We end the series with a former top-5 pick of the Suns, Alex Len.

Player: Alex Len

Age: 24

Contract situation: $4.1 million expiring this season

Role on Suns: Backup center

Season stats: 42 games played, 8.4 PPG, 8.1 RPG, 1.3 APG, 55.5 FG%, 73.7 FT%

Current standing

After going through summer as a restricted free agent, Len has responded to settling for a qualifying offer by having a career year.

Moving with more energy across the court, Len has proven he’s a great rebounder, fine rim protector and his high-post skills of passing the ball aren’t completely dead, revived in Jay Triano’s offense.

He still has limited upside due to his poor finishing around the rim and lack of any individual offense, but a simplified game has done him wonders.

Trade outlook

Kevin Zimmerman: It would take a desperate team to take on Len, and even then, don’t expect the Suns to acquire much more than a second-round pick or the equivalent talent of a former second-round pick in any deal.

There would need to be a serious injury to a key player for a team to trade for Len, whose expiring deal could give a team a half-season of a look to see if he’s worth investing in long-term. For example: If the Miami Heat lost Hassan Whiteside, maybe they get desperate to acquire a similar player. Outside of that very theoretical case, what other team relies upon a center to that extent that Len would be desired?

To be fair, he does hold some value. He’s been reasonably effective on defense, to the same degree as his aging mentor, Tyson Chandler. Offensively, Len has taken small steps forward.
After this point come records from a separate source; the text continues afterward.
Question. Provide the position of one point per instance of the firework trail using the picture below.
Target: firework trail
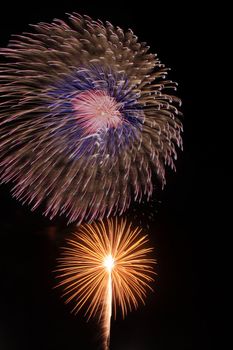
(86, 117)
(104, 266)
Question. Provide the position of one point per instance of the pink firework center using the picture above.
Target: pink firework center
(97, 110)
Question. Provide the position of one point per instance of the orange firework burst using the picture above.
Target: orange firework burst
(105, 266)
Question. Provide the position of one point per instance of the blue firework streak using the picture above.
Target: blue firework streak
(86, 118)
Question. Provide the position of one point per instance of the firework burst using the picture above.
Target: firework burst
(105, 266)
(86, 117)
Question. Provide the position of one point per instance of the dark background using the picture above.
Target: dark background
(182, 220)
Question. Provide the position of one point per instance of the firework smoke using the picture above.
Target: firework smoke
(105, 266)
(86, 117)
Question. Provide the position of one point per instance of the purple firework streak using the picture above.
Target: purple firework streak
(86, 118)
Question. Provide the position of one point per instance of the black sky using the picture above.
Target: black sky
(181, 221)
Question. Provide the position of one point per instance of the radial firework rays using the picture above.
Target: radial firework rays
(86, 117)
(105, 265)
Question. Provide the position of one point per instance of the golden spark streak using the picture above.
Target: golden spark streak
(103, 266)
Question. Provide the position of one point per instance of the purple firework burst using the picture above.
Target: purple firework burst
(86, 117)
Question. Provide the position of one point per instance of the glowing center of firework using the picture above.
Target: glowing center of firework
(96, 110)
(109, 263)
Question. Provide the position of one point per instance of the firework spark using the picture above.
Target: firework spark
(86, 117)
(105, 266)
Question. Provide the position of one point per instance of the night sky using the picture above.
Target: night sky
(181, 220)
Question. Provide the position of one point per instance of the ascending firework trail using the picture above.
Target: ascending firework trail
(103, 266)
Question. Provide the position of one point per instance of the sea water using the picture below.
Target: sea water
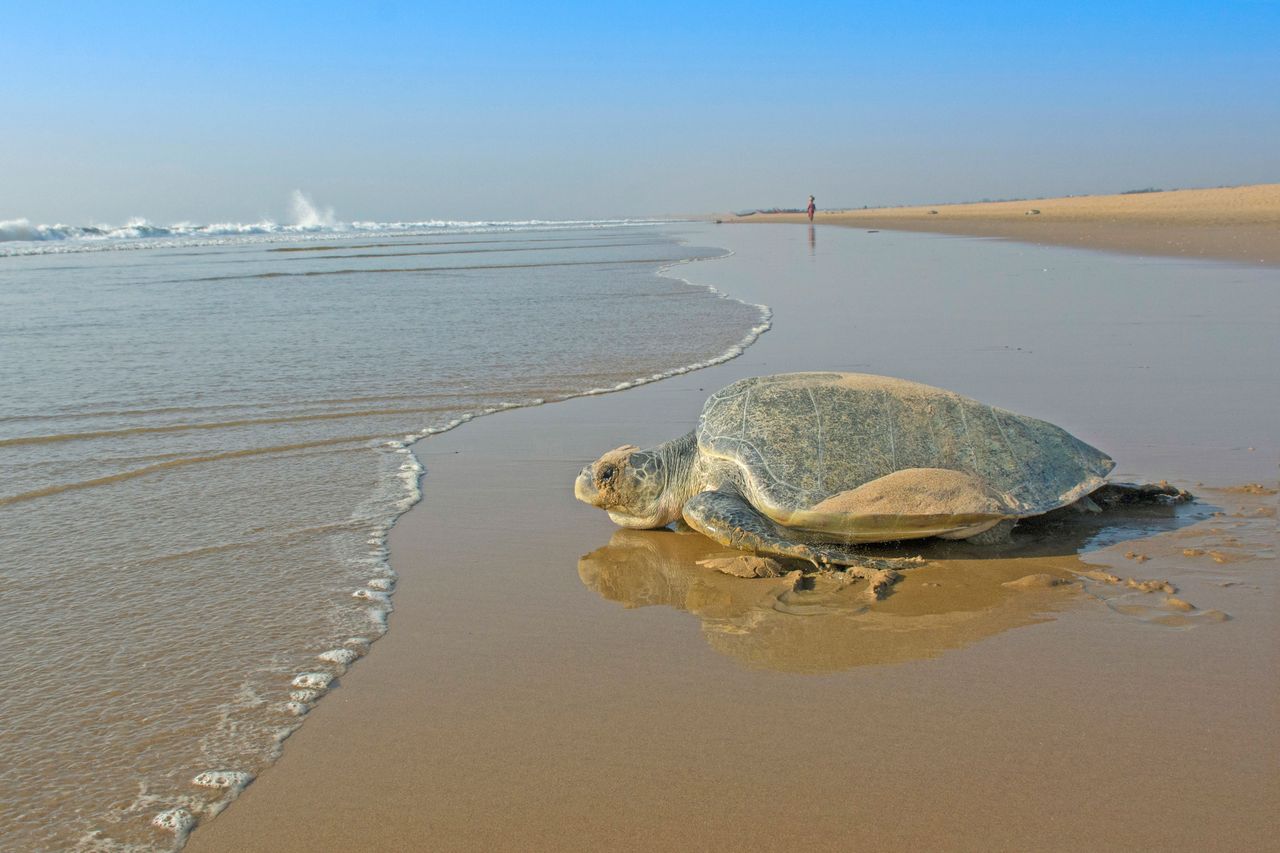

It’s still a toss-up when he dives to the rim, struggling to hold onto the ball and allowing smaller players to block or swipe at it. But when he does gather and keep the ball safe, he’s been solid scoring around the cup.

The most promising improvement to his game is his passing ability as the Suns have run the offense through him, where his handoffs and high-post passing has surprised.

The first question regarding his trade value is whether the Suns have seen enough of him and want a small asset in return — or if they want to retain him and build around the flashes of good he’s delivered since signing the qualifying offer this summer. But the looming issue that there is little demand for a true center on an expiring deal, even if that deal isn’t hard to fit on most salary caps.

Kellan Olson: For the reasons just mentioned, there’s no reason for the Suns to trade Len despite him clearly not being the team’s top center for the present and future.

The 2018 NBA Draft could very well dictate how the Suns go about his situation. The Suns have two big needs at center and point guard, and luckily for them, the top-10 of the class is filled with ’em.

Luka Doncic, Trae Young and Collin Sexton could be at the floor general spot while Deandre Ayton, Mohamed Bamba, Marvin Bagley III and Jaren Jackson Jr. are possible interior presences.

If the Suns draft one of those four bigs, they could have them play with Chandler and have Alan Williams serve as the team’s third big. That leaves no room for Len, and he can move on.

If they don’t draft a center, though, bringing back Len on a short-term deal isn’t out of the question.

For that reason, along with the current role Len serves on a second unit that has had some great moments this year, he should stay put.